Eine Wiese in Flandern, ein Frühlingstag, zwei Soldaten unter einem Baum. Einer empfängt einen Befehl: „Nehmen Sie Ihre Sachen, wählen Sie einen Mann aus, der Sie begleitet.“ Er weckt den Mann neben sich. Gemeinsam gehen sie zu einem Unterstand, wo ihnen ein General den Auftrag erteilt, durch das Niemandsland auf die deutsche Seite der Front bei Arras vorzustoßen, um ein britisches Regiment, in dem der Bruder des ersten Mannes dient, von einem selbstmörderischen Angriff abzuhalten.

Sie laufen durch ein Labyrinth aus Schützengräben, bis sie eine befestigte Kuppe erreichen, hinter der sich das Höllenreich der Stacheldrähte, Granattrichter und verwesenden Leichen erstreckt.
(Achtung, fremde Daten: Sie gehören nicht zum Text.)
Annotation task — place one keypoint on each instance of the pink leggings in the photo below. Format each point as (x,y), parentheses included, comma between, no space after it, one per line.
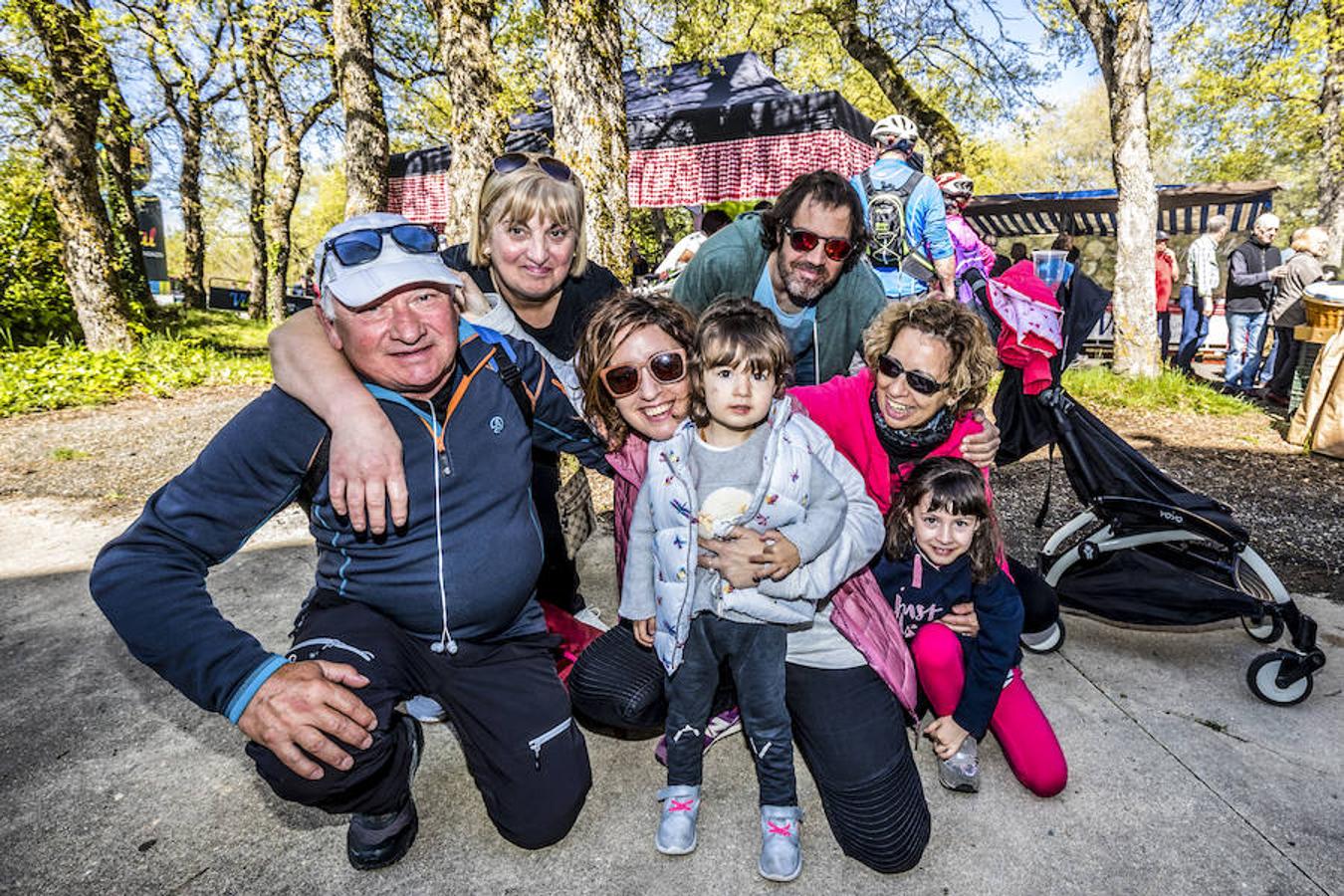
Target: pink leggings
(1028,742)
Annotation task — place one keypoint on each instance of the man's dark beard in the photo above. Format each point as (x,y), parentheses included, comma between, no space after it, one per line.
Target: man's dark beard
(801,301)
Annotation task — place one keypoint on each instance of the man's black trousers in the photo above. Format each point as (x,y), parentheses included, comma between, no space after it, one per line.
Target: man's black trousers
(508,707)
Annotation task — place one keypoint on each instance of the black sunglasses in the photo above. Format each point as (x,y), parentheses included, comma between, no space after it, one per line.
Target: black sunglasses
(363,246)
(665,367)
(803,241)
(550,165)
(921,383)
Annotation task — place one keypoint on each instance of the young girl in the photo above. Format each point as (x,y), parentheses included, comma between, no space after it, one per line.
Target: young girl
(944,549)
(745,460)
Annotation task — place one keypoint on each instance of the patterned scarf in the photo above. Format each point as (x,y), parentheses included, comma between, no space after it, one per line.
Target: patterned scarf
(905,446)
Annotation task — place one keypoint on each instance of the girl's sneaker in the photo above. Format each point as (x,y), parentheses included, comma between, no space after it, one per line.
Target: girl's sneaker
(963,770)
(676,822)
(782,845)
(719,727)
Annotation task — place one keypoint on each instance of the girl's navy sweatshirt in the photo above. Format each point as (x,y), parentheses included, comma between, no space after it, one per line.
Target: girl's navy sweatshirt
(929,595)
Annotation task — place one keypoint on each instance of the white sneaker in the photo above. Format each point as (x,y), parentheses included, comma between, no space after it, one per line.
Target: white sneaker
(782,844)
(588,615)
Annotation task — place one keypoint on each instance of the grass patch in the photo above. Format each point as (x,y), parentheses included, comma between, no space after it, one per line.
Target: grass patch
(1171,391)
(184,348)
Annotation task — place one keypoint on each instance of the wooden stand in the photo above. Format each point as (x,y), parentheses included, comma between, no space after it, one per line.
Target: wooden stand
(1312,340)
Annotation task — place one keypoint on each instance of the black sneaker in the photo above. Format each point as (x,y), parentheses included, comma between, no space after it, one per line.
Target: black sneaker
(378,841)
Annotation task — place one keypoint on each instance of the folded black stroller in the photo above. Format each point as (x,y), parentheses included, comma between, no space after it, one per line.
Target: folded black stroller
(1147,551)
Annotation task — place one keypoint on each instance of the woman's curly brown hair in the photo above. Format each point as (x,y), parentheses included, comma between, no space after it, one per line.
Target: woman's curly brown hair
(611,320)
(974,356)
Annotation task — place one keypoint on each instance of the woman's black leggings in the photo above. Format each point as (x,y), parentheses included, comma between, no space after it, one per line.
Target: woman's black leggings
(1039,602)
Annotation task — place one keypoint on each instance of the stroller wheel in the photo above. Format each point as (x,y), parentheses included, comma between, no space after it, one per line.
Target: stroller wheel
(1267,630)
(1262,679)
(1045,641)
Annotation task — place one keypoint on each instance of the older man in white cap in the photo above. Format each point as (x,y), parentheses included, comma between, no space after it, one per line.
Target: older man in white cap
(440,604)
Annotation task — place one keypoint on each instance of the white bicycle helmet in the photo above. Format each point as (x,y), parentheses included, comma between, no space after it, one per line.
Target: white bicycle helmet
(894,129)
(956,184)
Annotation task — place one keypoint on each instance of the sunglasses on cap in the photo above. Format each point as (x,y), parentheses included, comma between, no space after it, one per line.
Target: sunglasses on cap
(665,367)
(921,383)
(553,166)
(803,241)
(364,245)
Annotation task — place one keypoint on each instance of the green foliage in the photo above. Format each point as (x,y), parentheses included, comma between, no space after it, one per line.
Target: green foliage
(1247,99)
(1167,392)
(35,304)
(187,348)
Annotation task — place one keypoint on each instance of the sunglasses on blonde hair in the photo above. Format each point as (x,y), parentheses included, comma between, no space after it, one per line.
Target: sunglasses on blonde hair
(664,367)
(550,165)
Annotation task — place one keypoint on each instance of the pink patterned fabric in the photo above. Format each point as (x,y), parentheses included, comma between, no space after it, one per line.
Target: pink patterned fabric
(750,168)
(840,407)
(970,249)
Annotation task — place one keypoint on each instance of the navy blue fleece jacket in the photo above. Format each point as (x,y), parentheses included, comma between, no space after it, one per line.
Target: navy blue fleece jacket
(150,580)
(929,595)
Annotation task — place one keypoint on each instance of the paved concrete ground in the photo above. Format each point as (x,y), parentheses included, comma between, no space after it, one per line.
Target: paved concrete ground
(1182,782)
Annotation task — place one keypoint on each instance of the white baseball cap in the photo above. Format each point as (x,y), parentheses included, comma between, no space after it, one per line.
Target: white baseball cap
(394,256)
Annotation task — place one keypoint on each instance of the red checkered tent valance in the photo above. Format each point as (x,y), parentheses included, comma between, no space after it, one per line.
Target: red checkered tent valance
(738,169)
(699,131)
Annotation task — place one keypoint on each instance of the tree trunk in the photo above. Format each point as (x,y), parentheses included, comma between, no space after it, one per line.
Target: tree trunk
(69,150)
(117,138)
(1124,42)
(1331,191)
(937,130)
(194,227)
(476,126)
(587,99)
(361,99)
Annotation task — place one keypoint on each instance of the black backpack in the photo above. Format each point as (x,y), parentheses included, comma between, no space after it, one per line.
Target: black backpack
(889,246)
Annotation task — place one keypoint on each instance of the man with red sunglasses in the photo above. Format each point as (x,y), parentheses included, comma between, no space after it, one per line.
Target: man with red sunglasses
(802,258)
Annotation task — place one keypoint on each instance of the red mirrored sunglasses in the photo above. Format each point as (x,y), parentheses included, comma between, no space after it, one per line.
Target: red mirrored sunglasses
(803,241)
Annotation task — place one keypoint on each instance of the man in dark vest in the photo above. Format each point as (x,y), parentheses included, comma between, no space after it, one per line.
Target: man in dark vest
(1252,270)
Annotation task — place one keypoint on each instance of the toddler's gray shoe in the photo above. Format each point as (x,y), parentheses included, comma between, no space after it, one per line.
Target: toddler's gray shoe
(676,821)
(782,845)
(963,772)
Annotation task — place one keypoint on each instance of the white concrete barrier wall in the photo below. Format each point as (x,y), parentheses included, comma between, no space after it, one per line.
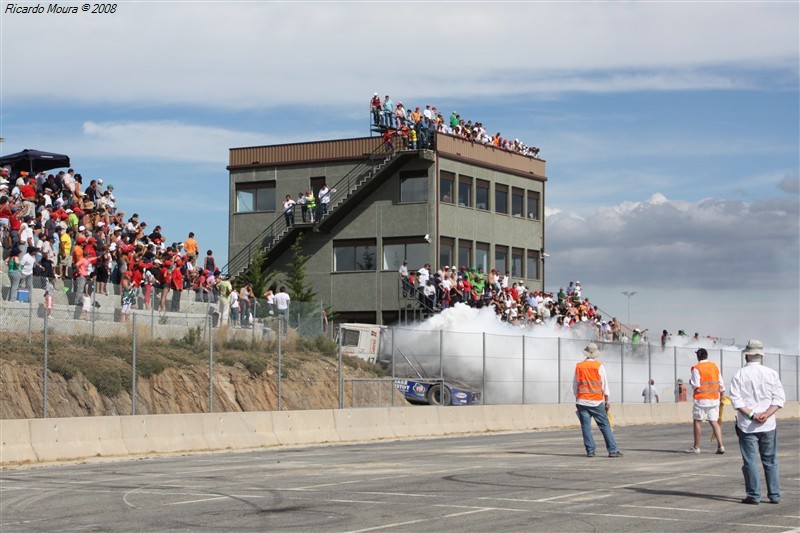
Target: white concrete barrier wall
(58,439)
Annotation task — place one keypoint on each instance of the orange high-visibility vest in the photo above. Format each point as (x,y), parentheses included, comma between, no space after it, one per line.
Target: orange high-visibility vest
(709,388)
(590,386)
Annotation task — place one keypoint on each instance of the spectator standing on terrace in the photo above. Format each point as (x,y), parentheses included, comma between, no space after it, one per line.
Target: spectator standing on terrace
(288,211)
(191,247)
(708,389)
(282,301)
(14,273)
(649,393)
(376,109)
(224,288)
(324,196)
(757,394)
(209,263)
(590,386)
(388,111)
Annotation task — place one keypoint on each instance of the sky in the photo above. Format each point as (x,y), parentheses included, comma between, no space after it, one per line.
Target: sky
(671,130)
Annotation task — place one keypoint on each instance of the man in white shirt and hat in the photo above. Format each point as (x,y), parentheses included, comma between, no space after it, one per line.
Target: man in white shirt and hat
(757,394)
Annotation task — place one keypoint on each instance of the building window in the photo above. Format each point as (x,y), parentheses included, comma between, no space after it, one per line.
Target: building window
(255,197)
(465,191)
(482,194)
(446,247)
(501,199)
(349,256)
(533,205)
(415,251)
(517,256)
(533,264)
(517,196)
(447,181)
(413,187)
(465,253)
(482,256)
(501,259)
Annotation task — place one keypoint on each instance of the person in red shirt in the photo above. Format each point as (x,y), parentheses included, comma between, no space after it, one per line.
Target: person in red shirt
(176,284)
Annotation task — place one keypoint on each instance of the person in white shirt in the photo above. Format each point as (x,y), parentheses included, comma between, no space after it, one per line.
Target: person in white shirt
(650,392)
(757,394)
(282,301)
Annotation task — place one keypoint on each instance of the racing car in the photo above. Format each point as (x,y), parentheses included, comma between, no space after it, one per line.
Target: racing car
(437,392)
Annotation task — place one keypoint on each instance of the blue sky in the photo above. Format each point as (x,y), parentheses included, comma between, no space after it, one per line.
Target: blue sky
(670,129)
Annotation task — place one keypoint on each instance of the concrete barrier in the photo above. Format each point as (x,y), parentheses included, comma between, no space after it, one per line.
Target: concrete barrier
(304,427)
(163,433)
(363,424)
(41,440)
(409,422)
(55,439)
(15,442)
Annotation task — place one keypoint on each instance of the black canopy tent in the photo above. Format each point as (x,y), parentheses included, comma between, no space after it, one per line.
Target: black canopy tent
(34,161)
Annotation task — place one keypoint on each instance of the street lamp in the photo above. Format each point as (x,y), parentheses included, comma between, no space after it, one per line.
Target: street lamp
(629,294)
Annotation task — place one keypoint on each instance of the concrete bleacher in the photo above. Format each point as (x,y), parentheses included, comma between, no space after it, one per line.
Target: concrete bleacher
(105,318)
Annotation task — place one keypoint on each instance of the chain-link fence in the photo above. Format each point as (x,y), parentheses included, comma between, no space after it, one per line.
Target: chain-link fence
(102,360)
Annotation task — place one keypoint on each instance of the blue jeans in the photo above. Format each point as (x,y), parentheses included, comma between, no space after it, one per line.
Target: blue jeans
(753,445)
(598,412)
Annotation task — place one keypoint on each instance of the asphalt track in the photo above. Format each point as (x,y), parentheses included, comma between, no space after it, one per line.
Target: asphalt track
(535,481)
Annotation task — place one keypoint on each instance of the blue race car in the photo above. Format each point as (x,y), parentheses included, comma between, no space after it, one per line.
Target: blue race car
(437,392)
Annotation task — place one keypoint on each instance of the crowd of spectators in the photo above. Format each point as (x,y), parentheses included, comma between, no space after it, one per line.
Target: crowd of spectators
(511,301)
(59,234)
(416,127)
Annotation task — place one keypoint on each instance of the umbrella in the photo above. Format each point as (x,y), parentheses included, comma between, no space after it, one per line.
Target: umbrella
(34,160)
Ein Offizier mit glasigem Blick segnet sie mit Whisky aus einer Feldflasche. Sie klettern den Grabenrand hinauf. Jetzt, denkt man, müsste die Kamera sich von ihnen abwenden und das Schlachtfeld von oben zeigen. Aber sie bleibt bei ihnen. Sie lässt sie nicht los, die ganzen zwei Stunden lang.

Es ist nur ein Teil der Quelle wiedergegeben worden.